“Oh my country, how barbarous you still are!” exclaimed Julien, beside himself with anger. And he continued his train of thought aloud, without giving a thought to the turn-key’s presence.

“The man wants an article in the paper about him, and that’s a way in which he will certainly get it.

“Oh you cursed provincials! At Paris I should not be subjected to all these annoyances. There they are more skilled in their charlatanism.

“Show in the holy priest,” he said at last to the turnkey, and great streams of sweat flowed down his forehead. The turnkey made the sign of the cross and went out rejoicing.

The holy priest turned out to be very ugly, he was even dirtier than he was ugly. The cold rain intensified the obscurity and dampness of the cell. The priest wanted to embrace Julien, and began to wax pathetic as he spoke to him. The basest hypocrisy was only too palpable; Julien had never been so angry in his whole life.

A quarter of an hour after the priest had come in Julien felt an absolute coward. Death appeared horrible to him for the first time.
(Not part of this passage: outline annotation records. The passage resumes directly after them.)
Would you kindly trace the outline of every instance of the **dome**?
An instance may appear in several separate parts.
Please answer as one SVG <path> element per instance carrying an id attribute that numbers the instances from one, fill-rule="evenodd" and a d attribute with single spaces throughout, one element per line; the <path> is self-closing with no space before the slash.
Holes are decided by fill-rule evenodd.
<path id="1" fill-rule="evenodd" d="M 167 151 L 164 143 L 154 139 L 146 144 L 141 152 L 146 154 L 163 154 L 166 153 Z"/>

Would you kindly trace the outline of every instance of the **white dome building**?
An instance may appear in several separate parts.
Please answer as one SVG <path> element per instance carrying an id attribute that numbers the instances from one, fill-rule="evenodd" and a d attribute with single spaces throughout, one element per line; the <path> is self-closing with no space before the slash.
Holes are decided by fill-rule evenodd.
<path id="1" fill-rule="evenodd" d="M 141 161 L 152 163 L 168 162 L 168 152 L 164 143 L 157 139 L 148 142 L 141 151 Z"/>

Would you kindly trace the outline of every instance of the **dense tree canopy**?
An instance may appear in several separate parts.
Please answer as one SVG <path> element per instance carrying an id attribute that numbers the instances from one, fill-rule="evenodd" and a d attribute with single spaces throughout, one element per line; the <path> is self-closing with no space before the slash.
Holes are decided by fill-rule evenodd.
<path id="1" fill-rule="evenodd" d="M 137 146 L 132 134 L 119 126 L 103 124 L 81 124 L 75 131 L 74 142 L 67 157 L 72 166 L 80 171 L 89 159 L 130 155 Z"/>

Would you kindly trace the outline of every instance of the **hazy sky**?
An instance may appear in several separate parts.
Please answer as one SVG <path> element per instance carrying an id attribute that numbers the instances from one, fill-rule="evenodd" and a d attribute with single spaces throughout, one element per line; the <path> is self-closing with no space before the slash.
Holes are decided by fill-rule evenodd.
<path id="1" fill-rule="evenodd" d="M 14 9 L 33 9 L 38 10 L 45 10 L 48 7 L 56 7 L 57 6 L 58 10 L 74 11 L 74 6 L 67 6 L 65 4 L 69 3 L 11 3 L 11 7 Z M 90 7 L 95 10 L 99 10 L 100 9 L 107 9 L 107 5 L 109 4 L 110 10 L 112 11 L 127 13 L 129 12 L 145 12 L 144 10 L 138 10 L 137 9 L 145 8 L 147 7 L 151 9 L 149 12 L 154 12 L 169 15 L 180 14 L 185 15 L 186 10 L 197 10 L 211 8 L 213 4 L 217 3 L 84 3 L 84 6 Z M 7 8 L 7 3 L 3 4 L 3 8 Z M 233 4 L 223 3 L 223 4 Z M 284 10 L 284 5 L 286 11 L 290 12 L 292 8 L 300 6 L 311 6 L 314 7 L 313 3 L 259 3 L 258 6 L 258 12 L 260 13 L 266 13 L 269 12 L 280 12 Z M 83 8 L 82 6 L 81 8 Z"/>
He began to think about the state of decomposition which his body would be in two days after the execution, etc., etc.

He was on the point of betraying himself by some sign of weakness or throwing himself on the priest and strangling him with his chain, when it occurred to him to beg the holy man to go and say a good forty franc mass for him on that very day.

It was twelve o’clock, so the priest took himself off.